Pozwany jest następcą prawnym banku, z którym powódka zawarła umowę kredytową. (okoliczność bezsporna)

Zgodnie z oświadczeniem Rzecznika (...) zawierającym pogląd istotny dla sprawy, kredyt udzielony pozwanym w niniejszej sprawie udzielony został w PLN i miał być spłacany w PLN. Indeksacja wynikająca z umowy, prowadząca do zmiany wysokości świadczenia w zależności od kształtowania się kursu waluty obcej ( (...)), stanowi w istocie wariant waloryzacji uregulowanej w art. 358 1 §2 k.c.

Klauzule waloryzacyjne w zawartej przez strony umowie:

- mają charakter blankietowy;

- nie spełniają warunku formalnej i materialnej przejrzystości i transparentności postanowień umowy;

- odwołują się do miernika wartości nie mającego charakteru obiektywnego i zewnętrznego gdyż odwołanie następuje do kursów kupna i sprzedaży (...) obowiązujących
u kredytodawcy (a więc ustalanych przez niego jednostronnie i samodzielnie);

- powodują, iż nikt (a zwłaszcza kredytobiorca) poza kredytodawcą nie jest w stanie w żaden sposób zweryfikować zasad, wedle których następuje ustalenie kursów walut,
a w konsekwencji wysokości rat kapitałowo-odsetkowych.
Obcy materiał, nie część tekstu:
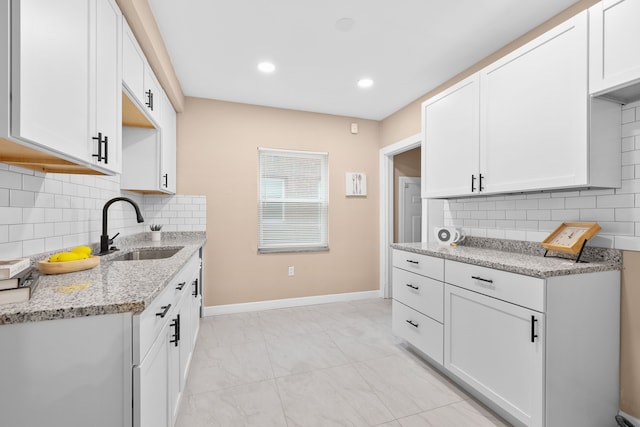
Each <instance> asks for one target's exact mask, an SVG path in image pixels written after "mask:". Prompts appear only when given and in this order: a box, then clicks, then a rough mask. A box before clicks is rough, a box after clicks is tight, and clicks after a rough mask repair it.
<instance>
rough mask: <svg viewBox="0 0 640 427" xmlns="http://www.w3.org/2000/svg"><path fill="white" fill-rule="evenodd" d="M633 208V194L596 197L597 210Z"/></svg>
mask: <svg viewBox="0 0 640 427" xmlns="http://www.w3.org/2000/svg"><path fill="white" fill-rule="evenodd" d="M634 206H635V194H630V193H629V194H615V195H613V196H598V202H597V207H598V208H632V207H634Z"/></svg>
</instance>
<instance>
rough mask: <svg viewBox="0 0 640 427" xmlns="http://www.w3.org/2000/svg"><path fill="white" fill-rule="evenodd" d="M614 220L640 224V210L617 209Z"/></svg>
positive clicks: (636, 209)
mask: <svg viewBox="0 0 640 427" xmlns="http://www.w3.org/2000/svg"><path fill="white" fill-rule="evenodd" d="M613 220H614V221H616V222H617V221H633V222H640V208H617V209H615V217H614V219H613Z"/></svg>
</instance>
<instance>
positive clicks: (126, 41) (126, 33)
mask: <svg viewBox="0 0 640 427" xmlns="http://www.w3.org/2000/svg"><path fill="white" fill-rule="evenodd" d="M145 63H146V61H145V58H144V55H143V54H142V51H141V50H140V47H139V46H138V42H137V41H136V38H135V36H134V35H133V33H132V32H131V28H129V25H127V22H126V21H124V22H123V28H122V84H123V85H124V87H125V88H126V89H127V90H128V91H129V94H131V95H132V97H133V98H134V99H135V100H136V101H137V102H138V103H139V104H140V105H141V106H142V105H144V69H145Z"/></svg>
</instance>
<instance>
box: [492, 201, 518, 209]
mask: <svg viewBox="0 0 640 427" xmlns="http://www.w3.org/2000/svg"><path fill="white" fill-rule="evenodd" d="M515 208H516V201H515V200H504V201H499V202H496V209H498V210H508V209H515Z"/></svg>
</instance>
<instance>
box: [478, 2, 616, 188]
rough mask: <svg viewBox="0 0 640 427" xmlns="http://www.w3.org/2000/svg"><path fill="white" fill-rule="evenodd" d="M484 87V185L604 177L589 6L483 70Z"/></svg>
mask: <svg viewBox="0 0 640 427" xmlns="http://www.w3.org/2000/svg"><path fill="white" fill-rule="evenodd" d="M480 93H481V107H480V129H481V131H480V170H481V171H482V173H483V175H484V178H485V179H484V186H485V189H484V191H486V192H488V193H496V192H498V193H499V192H510V191H527V190H540V189H551V188H562V187H573V186H581V185H594V184H595V185H598V183H591V182H590V180H589V178H590V176H589V142H590V141H589V140H590V138H589V98H588V96H587V94H588V92H587V13H586V12H583V13H580V14H578V15H577V16H575V17H573V18H572V19H570V20H568V21H566V22H564V23H563V24H561V25H559V26H557V27H555V28H554V29H552V30H550V31H548V32H547V33H545V34H543V35H542V36H540V37H538V38H537V39H535V40H533V41H532V42H530V43H528V44H526V45H525V46H523V47H522V48H520V49H517V50H516V51H514V52H512V53H510V54H508V55H506V56H505V57H503V58H501V59H500V60H498V61H496V62H494V63H493V64H491V65H489V66H488V67H486V68H485V69H484V70H482V71H481V73H480ZM618 110H619V108H618ZM618 112H619V111H618ZM593 143H598V142H597V141H593ZM612 146H613V147H615V145H612ZM611 166H612V168H611V170H612V171H613V170H614V168H613V166H617V168H618V169H619V168H620V164H619V163H618V164H617V165H611Z"/></svg>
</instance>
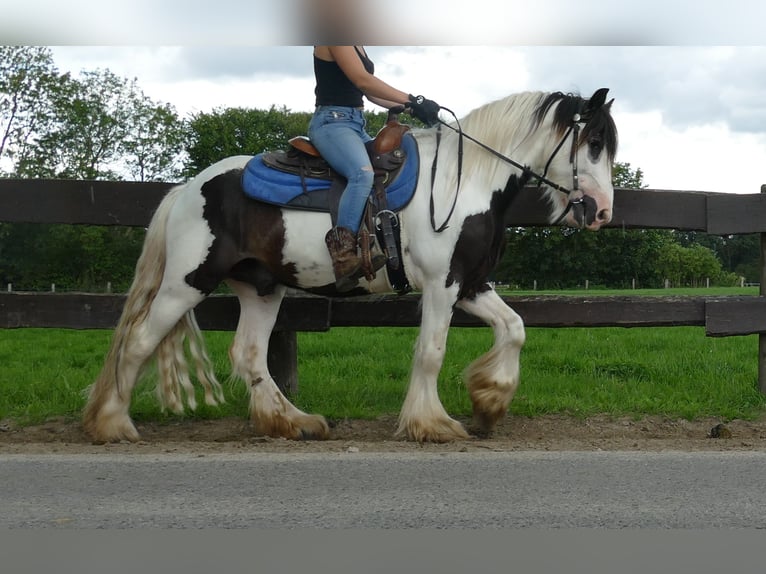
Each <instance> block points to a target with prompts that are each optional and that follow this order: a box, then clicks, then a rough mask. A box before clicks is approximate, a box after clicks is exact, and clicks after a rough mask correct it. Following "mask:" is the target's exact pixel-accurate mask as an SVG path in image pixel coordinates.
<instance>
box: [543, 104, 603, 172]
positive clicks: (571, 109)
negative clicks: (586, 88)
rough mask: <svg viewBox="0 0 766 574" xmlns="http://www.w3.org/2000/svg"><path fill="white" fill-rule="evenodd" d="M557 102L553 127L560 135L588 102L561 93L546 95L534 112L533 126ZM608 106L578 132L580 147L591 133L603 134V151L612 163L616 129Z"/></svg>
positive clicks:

Jednocześnie nawet ewentualne wytłumaczenie mechanizmu należy uznać za niewystarczające gdyż zasady nie wynikają
z umowy, a zatem są nieweryfikowalne i przeciętny konsument-kredytobiorca nie ma wiedzy w tym zakresie wynikającej z łączącego strony stosunku prawnego;

- powodują pobieranie przez kredytodawcę dodatkowego zysku poprzez stosowanie niejednolitego miernika wartości, co powoduje, że kredytobiorca obowiązany jest do zapłaty wyższych rat kapitałowo-odsetkowych, nawet wówczas, kurs waluty – rzekomo będący przyjętym przez strony miernikiem wartości i podstawą waloryzacji świadczenia – w ogóle nie uległ zmianie na przestrzeni wykonywania umowy i spłaty kredytu. W tym zakresie, nie tylko językowa treść klauzul waloryzacyjnych ma abuzywny charakter lecz cały mechanizm ich łącznego zastosowania, który właśnie należy rozumieć jako – nieuczciwą w ocenie Rzecznika (...) regułę postępowania wynikającą z klauzul waloryzacyjnych.

Rzecznik (...) stoi na stanowisku, że jeżeli przyjąć, że waloryzacja umowna na podstawie art. 358 1 §2 k.c. jest dopuszczalna w odniesieniu do umów kredytu, to miernik wartości, do którego strony odnoszą wysokość świadczenia musi mieć charakter obiektywny
i jednolity. Tymczasem, stosowanie dwóch różnych rodzajów kursów, de facto oznacza stosowanie dwóch różnych mierników wartości.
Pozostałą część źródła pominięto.